Those that follow the teachings of the Koga Method know that the primary objective of any technique in the Koga Method, as it is for law enforcement in general, is CONTROL. Koga Sensei always said this objective must be firm in your mind. In going through his personal computer files the following, “Short Essay on Control” was discovered – This is the first article in the new series, Kogaism:
Robert K. Koga
April 25, 2011
Control is an interesting word and perhaps has a negative connotation with most free-spirited Americans. A common dictionary definition is “the power or authority to guide or manage.” That doesn’t sound too bad, but most of us interpret the word to mean something that restrains us in what we wish to do or achieve. In the world of defensive tactics, martial arts and self-defense, control is a major component of what we do, how we behave, and what we try to achieve.
When we examine control in defensive tactics, our primary interest is in controlling the suspect we are dealing with to prevent him from hurting us or hurting others. We are there as representatives of the community we serve and are charged with the responsibility to protect our citizens and visitors. When an individual breaks the peace and threatens the safety of our community we are called upon to take control of the situation and of the individual. We are not entitled to punish the offender, but rather to control his behavior until a court determines that he should be punished and how. Our primary goal is to restrain his actions through our presence, our communications skills, our understanding, or our ability to physically overcome him. It isn’t our goal to injure him or cause him unnecessary pain and suffering, but to simply control him so he is no longer a threat to himself or others.

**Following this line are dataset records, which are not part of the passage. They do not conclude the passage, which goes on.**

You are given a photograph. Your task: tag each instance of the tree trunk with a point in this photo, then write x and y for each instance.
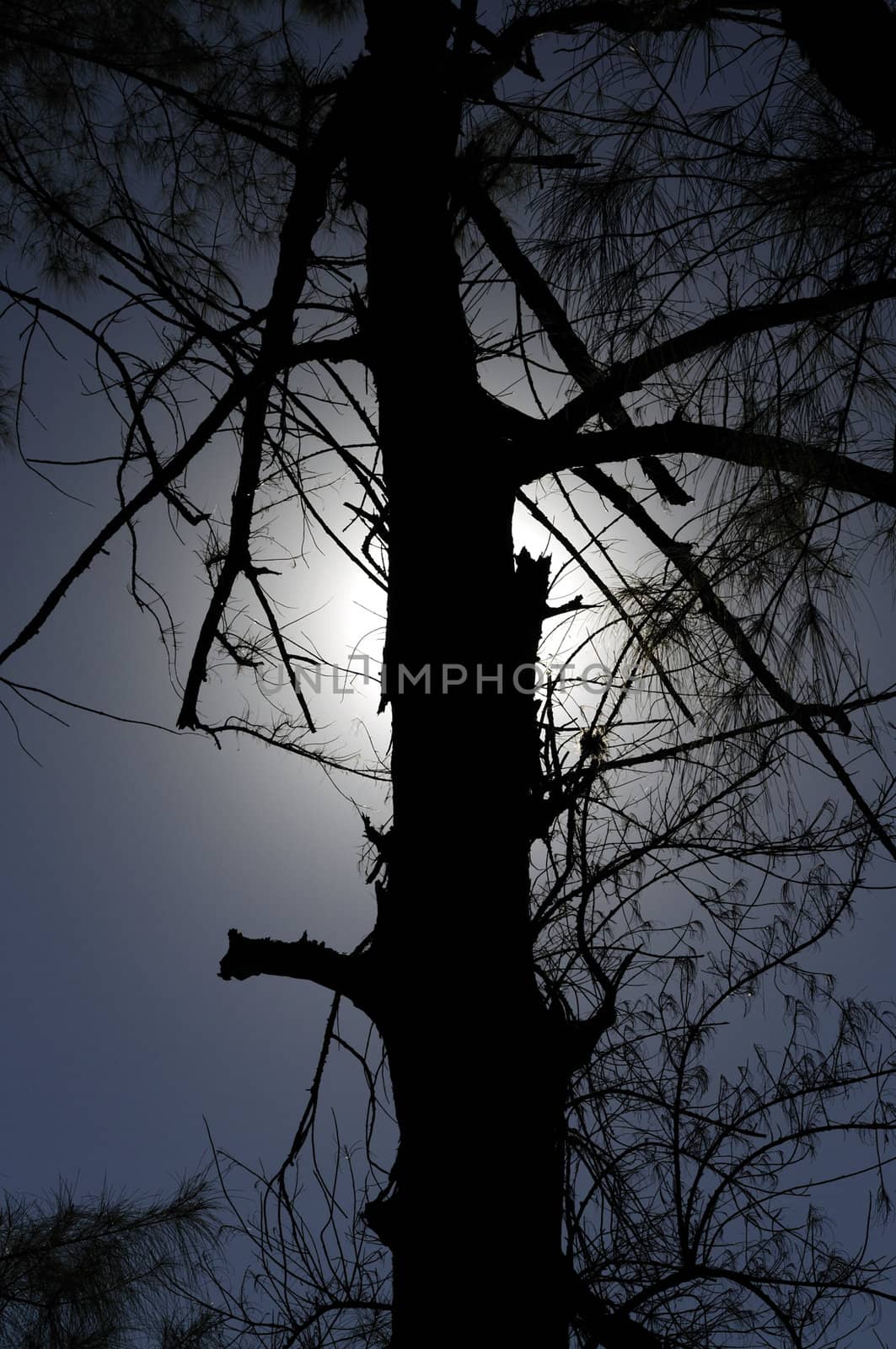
(474, 1223)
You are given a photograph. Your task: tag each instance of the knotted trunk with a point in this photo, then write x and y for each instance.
(474, 1221)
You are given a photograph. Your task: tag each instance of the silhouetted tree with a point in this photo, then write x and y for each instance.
(625, 266)
(108, 1272)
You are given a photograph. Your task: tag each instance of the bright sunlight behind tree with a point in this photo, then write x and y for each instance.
(375, 287)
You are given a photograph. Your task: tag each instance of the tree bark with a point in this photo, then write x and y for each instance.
(474, 1221)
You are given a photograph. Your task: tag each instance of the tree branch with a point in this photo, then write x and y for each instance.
(853, 54)
(680, 556)
(629, 375)
(316, 962)
(722, 443)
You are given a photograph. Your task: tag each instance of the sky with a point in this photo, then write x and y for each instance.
(130, 852)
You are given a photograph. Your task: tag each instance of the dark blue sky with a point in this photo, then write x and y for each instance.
(130, 852)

As martial artists, control has many definitions and nuances. A karate practitioner develops the control to stop an eye-blinking punch or kick a hair’s breadth from his target. Judo players work long hours training to control their opponent and make him submit as they grapple across the mat. Students of the Japanese sword strive to make each sword movement exactly the same as every other with incredible surgical precision.

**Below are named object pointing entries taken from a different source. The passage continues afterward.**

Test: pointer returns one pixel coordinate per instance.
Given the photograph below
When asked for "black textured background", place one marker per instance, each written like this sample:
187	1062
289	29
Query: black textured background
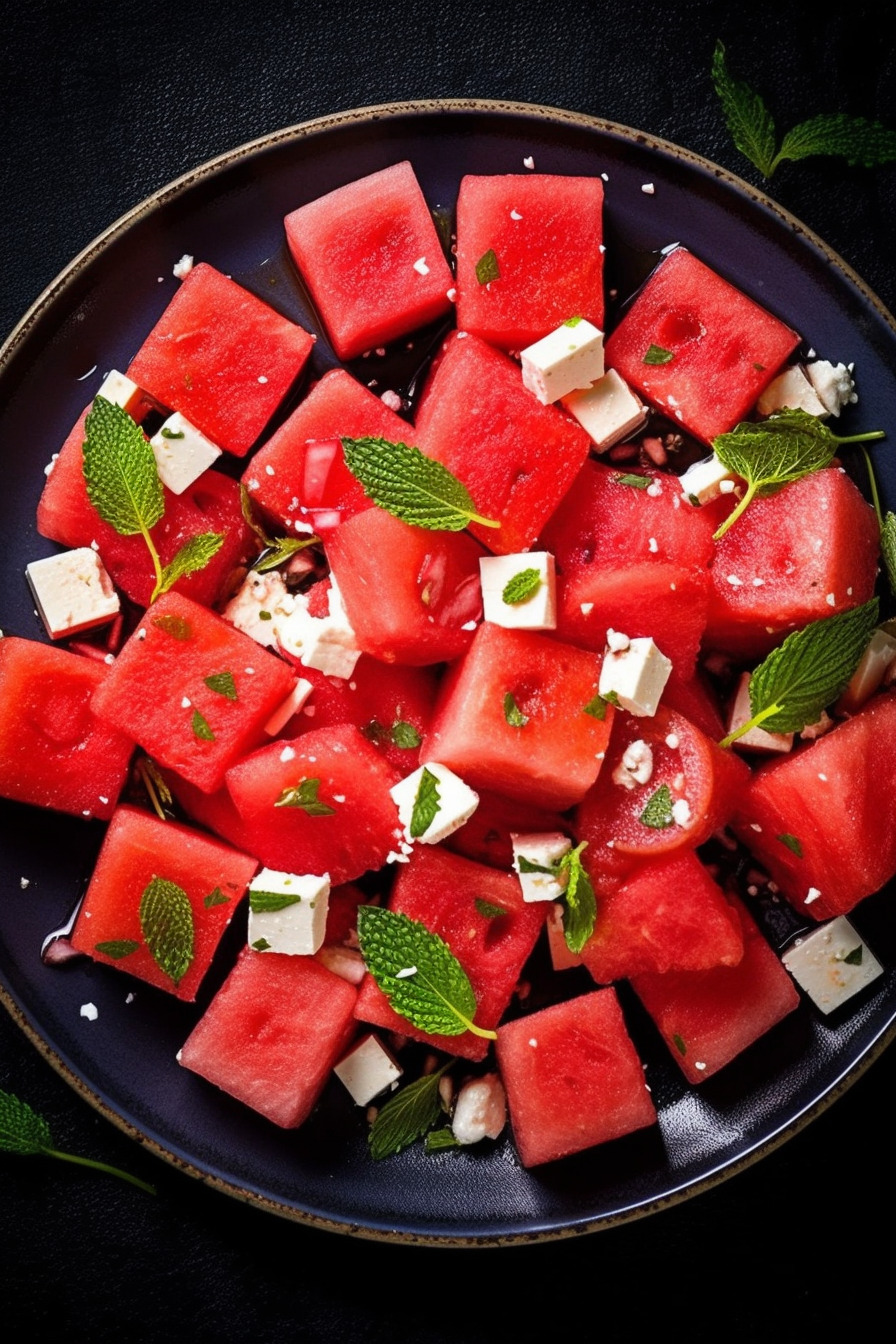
101	105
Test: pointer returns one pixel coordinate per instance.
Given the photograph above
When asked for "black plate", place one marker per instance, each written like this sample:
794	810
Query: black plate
98	311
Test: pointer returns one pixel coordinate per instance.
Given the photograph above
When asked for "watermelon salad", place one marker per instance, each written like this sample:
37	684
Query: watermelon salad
445	694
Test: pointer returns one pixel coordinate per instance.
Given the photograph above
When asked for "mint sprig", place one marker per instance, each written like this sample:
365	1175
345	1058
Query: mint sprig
410	485
861	143
23	1130
418	973
124	487
805	674
773	453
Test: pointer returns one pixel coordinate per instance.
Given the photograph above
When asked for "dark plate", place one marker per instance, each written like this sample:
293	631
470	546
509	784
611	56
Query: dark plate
230	213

In the realm of self-defense we are anxious to control our environment so we are safe from predators who would harm us by locking our doors, being aware of our surroundings, and avoiding dangerous situations and circumstances. We wish to stop our assailant in his tracks so that we might move to safety and security.
In each of these three activities the word control is used, and used in a slightly different way. Each is entirely correct. But these definitions overlook the most important aspect of control – that of self control. Self control is the ability to maintain one’s emotional equilibrium, restraining anger and hostility, overcoming personal fears, and to maintain a firm resolve in the face of danger or adversity.

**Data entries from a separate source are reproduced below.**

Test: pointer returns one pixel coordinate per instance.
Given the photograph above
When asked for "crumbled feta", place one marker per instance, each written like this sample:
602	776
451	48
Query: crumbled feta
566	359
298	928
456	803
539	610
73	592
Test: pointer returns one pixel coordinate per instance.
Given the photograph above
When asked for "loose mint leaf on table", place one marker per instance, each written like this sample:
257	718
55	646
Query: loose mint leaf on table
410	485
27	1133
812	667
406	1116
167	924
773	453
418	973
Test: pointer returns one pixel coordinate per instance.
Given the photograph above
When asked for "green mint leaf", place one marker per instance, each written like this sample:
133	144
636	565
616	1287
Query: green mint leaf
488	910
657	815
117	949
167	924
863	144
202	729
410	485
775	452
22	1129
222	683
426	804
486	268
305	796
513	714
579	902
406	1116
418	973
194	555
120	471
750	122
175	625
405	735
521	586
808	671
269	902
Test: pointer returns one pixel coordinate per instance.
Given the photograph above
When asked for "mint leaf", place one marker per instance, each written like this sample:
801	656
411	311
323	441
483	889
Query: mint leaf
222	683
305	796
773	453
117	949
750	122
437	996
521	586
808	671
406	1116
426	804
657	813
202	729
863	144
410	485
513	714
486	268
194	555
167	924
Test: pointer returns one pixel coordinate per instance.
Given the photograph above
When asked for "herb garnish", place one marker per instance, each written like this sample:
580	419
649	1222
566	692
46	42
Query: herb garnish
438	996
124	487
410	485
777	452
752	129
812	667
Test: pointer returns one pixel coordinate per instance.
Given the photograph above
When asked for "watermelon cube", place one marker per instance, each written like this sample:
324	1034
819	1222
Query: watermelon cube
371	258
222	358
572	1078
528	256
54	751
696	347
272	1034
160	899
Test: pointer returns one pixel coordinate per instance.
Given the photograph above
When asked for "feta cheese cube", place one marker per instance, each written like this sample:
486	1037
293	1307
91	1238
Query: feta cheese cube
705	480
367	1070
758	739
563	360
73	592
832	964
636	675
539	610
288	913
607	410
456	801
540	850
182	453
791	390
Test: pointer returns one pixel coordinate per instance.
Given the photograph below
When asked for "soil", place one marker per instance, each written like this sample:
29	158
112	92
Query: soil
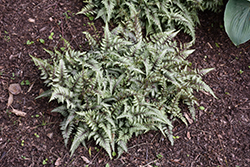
220	136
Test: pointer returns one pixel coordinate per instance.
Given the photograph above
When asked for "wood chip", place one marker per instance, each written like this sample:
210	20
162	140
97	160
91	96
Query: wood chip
15	89
85	159
58	162
31	20
18	112
50	135
190	121
10	100
188	136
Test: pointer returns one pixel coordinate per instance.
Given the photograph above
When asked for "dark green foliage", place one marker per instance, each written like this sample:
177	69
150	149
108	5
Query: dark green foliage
154	15
126	85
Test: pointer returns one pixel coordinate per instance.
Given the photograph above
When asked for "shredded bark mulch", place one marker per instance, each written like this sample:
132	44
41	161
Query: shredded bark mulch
220	136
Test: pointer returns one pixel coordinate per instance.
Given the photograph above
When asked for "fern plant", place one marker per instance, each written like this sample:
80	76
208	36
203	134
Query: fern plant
124	86
154	15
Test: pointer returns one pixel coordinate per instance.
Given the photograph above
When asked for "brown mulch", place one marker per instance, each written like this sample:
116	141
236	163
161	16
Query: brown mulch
220	136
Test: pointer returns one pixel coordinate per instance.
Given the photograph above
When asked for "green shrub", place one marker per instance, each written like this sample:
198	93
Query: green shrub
154	15
236	20
124	86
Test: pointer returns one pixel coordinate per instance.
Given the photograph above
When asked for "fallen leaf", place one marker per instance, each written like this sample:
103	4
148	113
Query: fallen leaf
15	89
190	121
31	87
188	135
41	91
58	162
10	100
18	112
31	20
85	159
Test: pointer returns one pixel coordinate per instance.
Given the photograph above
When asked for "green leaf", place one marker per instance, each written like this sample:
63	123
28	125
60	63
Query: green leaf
236	21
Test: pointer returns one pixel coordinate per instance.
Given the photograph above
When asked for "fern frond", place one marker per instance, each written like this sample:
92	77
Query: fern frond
80	137
67	127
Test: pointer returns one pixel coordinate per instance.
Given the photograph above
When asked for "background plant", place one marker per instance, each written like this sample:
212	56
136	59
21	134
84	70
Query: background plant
236	20
154	15
124	86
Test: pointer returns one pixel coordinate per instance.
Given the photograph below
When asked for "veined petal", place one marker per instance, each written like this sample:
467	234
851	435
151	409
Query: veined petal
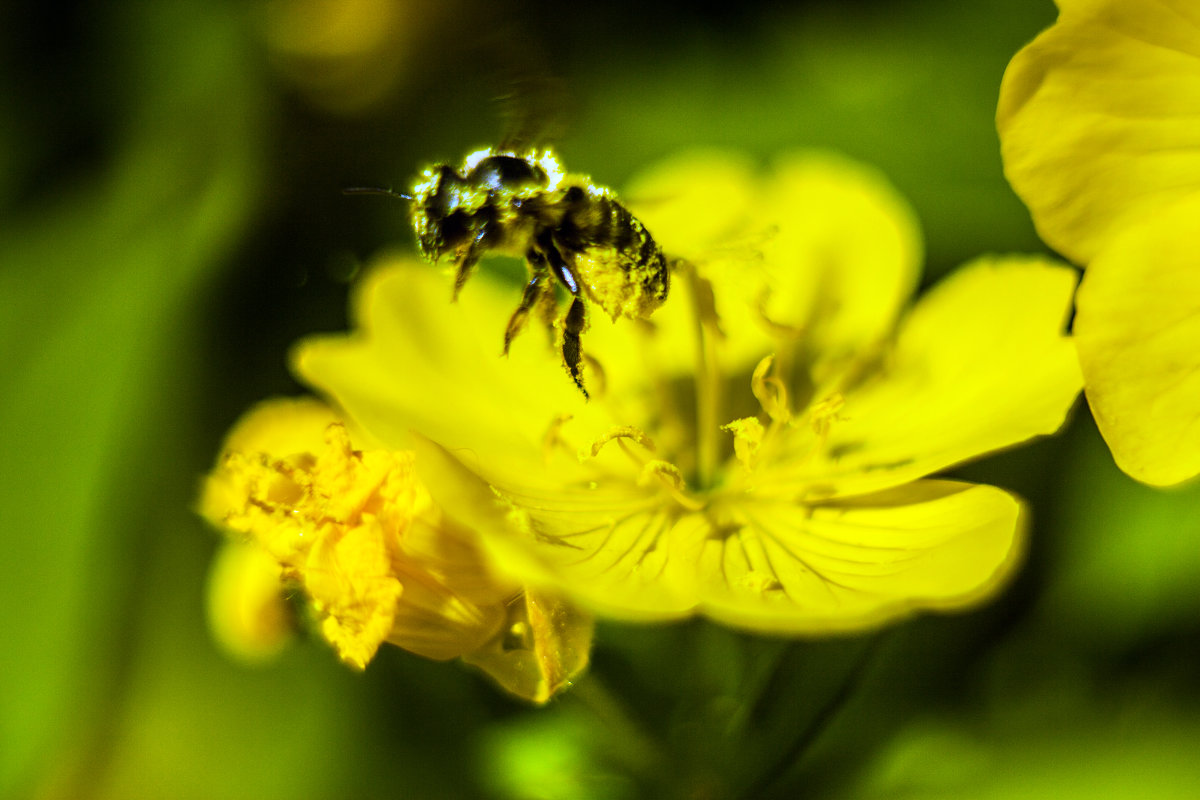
696	202
421	362
981	364
820	250
547	644
845	260
1099	118
1138	331
606	545
760	564
785	567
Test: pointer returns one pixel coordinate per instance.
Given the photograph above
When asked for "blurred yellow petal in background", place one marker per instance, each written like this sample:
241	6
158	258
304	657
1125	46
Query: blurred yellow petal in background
1097	125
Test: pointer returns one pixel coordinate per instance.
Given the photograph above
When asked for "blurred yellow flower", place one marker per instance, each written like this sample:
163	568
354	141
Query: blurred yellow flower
757	451
377	558
1097	124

No matter how heinous the crime or how reprehensible the behavior of the offender, police officers are expected to maintain their self control and only use the force necessary to accomplish their duty. Martial artists are expected to develop self control to such a level that they never use their skill other than to protect themselves or others. In self defense, we are expected to control our fears and anger to only protect ourselves and not cross the line of abusive conduct.
It is a wonderful and worthwhile goal to develop the types of control we’ve discussed here, but the most important form of control remains self control. Without self control we become vigilantes as police officers. Without self control we become brutes as martial artists and insult our heritage. Without self control we become frightened bullies when defending ourselves.
How do we develop this self control? The first step is to recognize that developing self control is a critical goal in itself and desire to improve the self control we’ve learned from our parents, religious leaders, teachers, and a lifetime of maturing. The second step is to train hard and learn and practice the skills that give us the confidence in ourselves that lead to self control. If a person is poorly trained and without skill, he will likely resort to the greatest amount of force he can muster at the time, whether it is necessary or appropriate.
By contrast a skilled individual; policeman, martial artist or defender will know that he is capable of meeting a challenge without relying on brutality and needless violence. He will confidently take charge of his own destiny, knowing that he is doing the right thing at the right time in the right way. His very actions will demonstrate and define self control – the most important form of control we know.